A good book is best read with dark chocolate – intense dark chocolate to be exact. The best books have chocolate thumbprints on it. I don’t feel even a little bad.
“Pilgrim’s Progress” may be competing to be one of my favorite books. It’s wonderfully written, full of creativity, imagination, and truth. I’m edified on every page.
This is a book to purchase and read with a highlighter. I hope the pages of your copy get beautifully curled and covered with chocolate thumbprints.
And the bad news:
Flip by Martyn Bedford
2 ** = Overall not recommended; there were some highlights, but nothing to write home about
I just finished a rather disappointing book. The premise was so promising and right up my alley.
One December night, 14-year-old Alex goes to bed. He wakes up to find himself in the wrong bedroom, in an unfamiliar house, in a different part of the country, and it’s the middle of June. Six months have disappeared overnight. The family at the breakfast table are total strangers.

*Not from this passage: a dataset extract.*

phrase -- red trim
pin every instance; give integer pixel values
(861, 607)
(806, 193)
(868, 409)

And when he looks in the mirror, another boy’s face stares back at him. A boy named Flip. Unless Alex finds out what’s happened and how to get back to his own life, he may be trapped forever inside a body that belongs to someone else.
Questions of identity, the will to survive, and what you’re willing to sacrifice to be alive make this extraordinary book impossible to put down.
Thank you goodreads.
“Flip” is like dark and moody “Freaky Friday,” with a lot less laughter. I didn’t hate the story or the writing. It is set in England, so there’s lots of fun vocabulary that made me feel cool, hip and cultured – always a good thing.

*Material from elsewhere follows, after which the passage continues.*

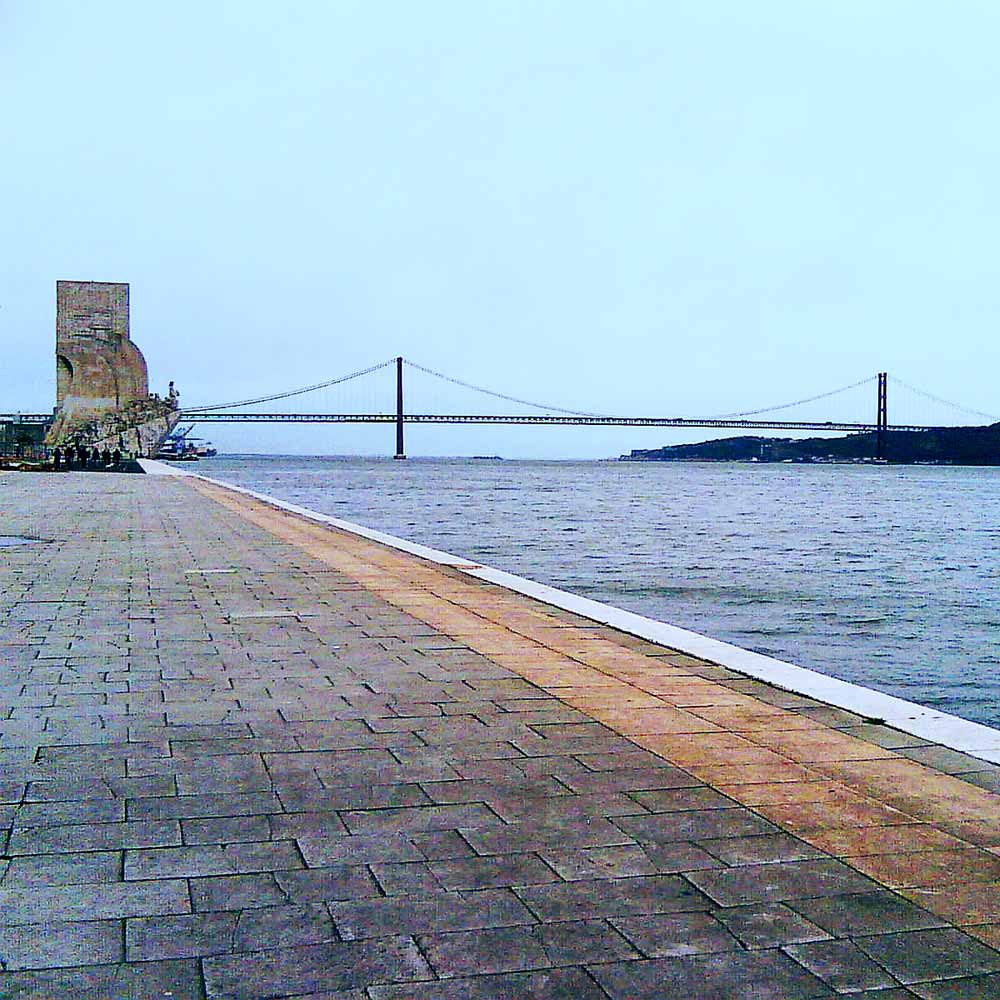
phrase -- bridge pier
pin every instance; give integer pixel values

But, I had one problem. The book was unnecessarily full of vulgar language and inappropriate detail. Sometimes I think authors feel like they need to include this to make a story relevant to our generation. They don’t. The story was good enough on its own. The vulgarity just made me uncomfortable and leery about recommending it to anyone else.
Everyone has a different level of tolerance, and I will be the first to admit that mine is pretty low.

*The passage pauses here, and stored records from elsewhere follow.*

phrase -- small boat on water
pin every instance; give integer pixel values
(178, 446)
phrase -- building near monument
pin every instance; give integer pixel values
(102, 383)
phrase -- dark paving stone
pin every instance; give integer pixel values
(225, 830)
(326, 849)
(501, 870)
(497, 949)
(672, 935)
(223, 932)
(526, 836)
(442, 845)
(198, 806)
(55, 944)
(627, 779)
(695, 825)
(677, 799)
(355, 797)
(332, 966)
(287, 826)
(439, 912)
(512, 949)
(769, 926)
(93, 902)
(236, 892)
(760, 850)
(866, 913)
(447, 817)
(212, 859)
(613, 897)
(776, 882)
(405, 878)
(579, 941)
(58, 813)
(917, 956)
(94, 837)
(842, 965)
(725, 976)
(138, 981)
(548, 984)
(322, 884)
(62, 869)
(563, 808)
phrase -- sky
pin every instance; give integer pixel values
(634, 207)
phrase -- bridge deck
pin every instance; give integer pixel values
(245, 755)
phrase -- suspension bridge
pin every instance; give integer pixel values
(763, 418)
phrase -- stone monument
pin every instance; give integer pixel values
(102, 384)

Because of the language issue, it made it difficult to like any of the characters too much, because everyone basically had a potty mouth. As a result, it was hard to really care about how everything turned out.
Okay, enough of that.
Good news #2:
I’m going to Nashville in the beginning of June! What does this mean? A tworeaderswriting reunion, of course. Wild. And. Crazy. Nothing says party like too bookworms getting together.
And… it will be nice to see my brother too.